Die ganze Straße war an jenem Tage von Neugierigen belebt, die Lucius einzuholen kamen; die einen, im purpurnen Harnisch, standen auf glänzenden Wagen, die von spanischen Maultieren gezogen wurden; die andern ruhten in Sänften, die von acht reichgekleideten Sklaven getragen und von Läufern in kurzen, aufgerafften Kleidern begleitet wurden. Den ersten sprengten numidische Reiter voran, die den Staub aufwirbelten und die Menge aus dem Weg entfernten, die andern trieben ein Rudel molossischer Hunde mit silberbeschlagenen Halsbändern vor sich her. Kaum hatten die ersten den Sieger erblickt, als sich ihr Geschrei von Mund zu Mund fortpflanzte, bis zu den Mauern der Stadt. Gleichzeitig stellten sich auf Befehl eines Reiters, der im Galopp dahersprengte, die Spaziergänger zu beiden Seiten der Straße auf, die, sechsunddreißig Fuß breit, bequemen Raum bot für das Viergespann des Triumphators, der seinen Weg nach der Stadt fortsetzte. Eine Meile ungefähr vor dem Stadttor erwartete ein Trupp Reiterei von fünfhundert Mann den Zug und stellte sich an dessen Spitze. Kaum hatten sie fünfzig Schritte zurückgelegt, so bemerkte Akte, daß die Pferde mit Silber beschlagen waren und daß die leicht befestigten Beschläge losgingen und auf dem Pflaster hinrollten, so daß sich das Volk gierig unter die Füße der Tiere stürzte, um das Silber zu erhaschen, auf die Gefahr hin zertreten zu werden. Zum Stadttor hinein zog der Siegeswagen unter den jauchzenden Rufen der Menge. Akte verstand nichts von dieser Begeisterung und ließ sich doch von ihr fortreißen. Sie hörte den Namen des Cäsar mit dem des Lucius vermengen, sie ging unter Triumphbögen hindurch auf Straßen, die mit Blumen bestreut und mit Weihrauchduft erfüllt waren. An jeder Straßenkreuzung wurden Opfer auf den Altären der vaterländischen Laren dargebracht.

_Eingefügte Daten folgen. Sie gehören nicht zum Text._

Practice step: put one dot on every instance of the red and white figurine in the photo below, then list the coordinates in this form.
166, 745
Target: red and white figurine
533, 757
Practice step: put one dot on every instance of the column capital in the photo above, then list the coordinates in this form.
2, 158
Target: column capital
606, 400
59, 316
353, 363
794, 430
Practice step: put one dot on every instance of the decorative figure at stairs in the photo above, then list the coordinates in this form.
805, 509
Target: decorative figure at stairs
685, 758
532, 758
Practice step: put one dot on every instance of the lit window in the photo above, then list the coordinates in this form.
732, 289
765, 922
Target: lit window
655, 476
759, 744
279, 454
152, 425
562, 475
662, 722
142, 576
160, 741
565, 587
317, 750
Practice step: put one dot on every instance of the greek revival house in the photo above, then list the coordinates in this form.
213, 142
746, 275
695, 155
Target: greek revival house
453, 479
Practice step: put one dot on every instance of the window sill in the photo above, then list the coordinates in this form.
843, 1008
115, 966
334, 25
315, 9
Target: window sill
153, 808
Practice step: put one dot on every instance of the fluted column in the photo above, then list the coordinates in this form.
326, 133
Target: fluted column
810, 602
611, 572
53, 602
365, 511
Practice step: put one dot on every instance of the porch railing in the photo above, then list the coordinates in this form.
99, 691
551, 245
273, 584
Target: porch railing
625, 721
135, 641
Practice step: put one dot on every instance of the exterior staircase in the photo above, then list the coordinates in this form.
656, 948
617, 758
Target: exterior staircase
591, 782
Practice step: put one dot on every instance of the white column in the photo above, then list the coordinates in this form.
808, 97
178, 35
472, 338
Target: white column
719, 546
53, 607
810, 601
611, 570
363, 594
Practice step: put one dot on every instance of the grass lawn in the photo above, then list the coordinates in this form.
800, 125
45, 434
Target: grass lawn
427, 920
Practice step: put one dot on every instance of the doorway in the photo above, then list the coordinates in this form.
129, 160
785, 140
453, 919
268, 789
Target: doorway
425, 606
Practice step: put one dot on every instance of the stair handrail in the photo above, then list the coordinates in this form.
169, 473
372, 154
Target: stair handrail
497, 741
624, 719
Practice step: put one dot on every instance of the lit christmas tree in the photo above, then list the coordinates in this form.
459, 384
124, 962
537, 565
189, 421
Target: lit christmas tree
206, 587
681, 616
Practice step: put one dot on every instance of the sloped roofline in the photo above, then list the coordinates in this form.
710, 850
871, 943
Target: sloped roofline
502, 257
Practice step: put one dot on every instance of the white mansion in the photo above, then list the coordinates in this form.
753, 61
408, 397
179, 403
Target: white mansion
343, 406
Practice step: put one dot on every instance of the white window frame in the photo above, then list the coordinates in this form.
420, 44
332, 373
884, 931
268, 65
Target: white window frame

Sie durchschritt die prächtigsten Stadtteile Roms, vorüber an dem großen Zirkus mit seinen drei Arkadengängen, dem Velabrum und dem Forum. Endlich erreichte der Zug die heilige Straße, er begann zum Kapitol hinaufzusteigen und hielt erst vor dem Jupitertempel an. Jetzt sprang Lucius aus dem Wagen und stieg die Stufen empor, die zum Tempel führten. Die Priester erwarteten ihn an der Pforte und geleiteten ihn bis zum Fuß der Statue. Dort legte er die Trophäen auf die Kniee des Gottes nieder und schrieb mit einem Stift, den ihm der Oberpriester reichte, auf eine goldene Platte folgende Inschrift:

Lucius–Domitius–Klaudius Nero, Sieger im Ringkampf, im Wagenrennen und im Gesang, hat diese drei Kränze Jupiter geweiht, dem Allerhöchsten und Allgütigen.

Inmitten der Jubelrufe, die gleich darauf von allen Seiten erschallten, wurde ein Schreckenslaut hörbar: Akte hatte begriffen, daß der arme Sänger, dem sie als Geliebte gefolgt war, niemand anders sei, als der Cäsar selbst.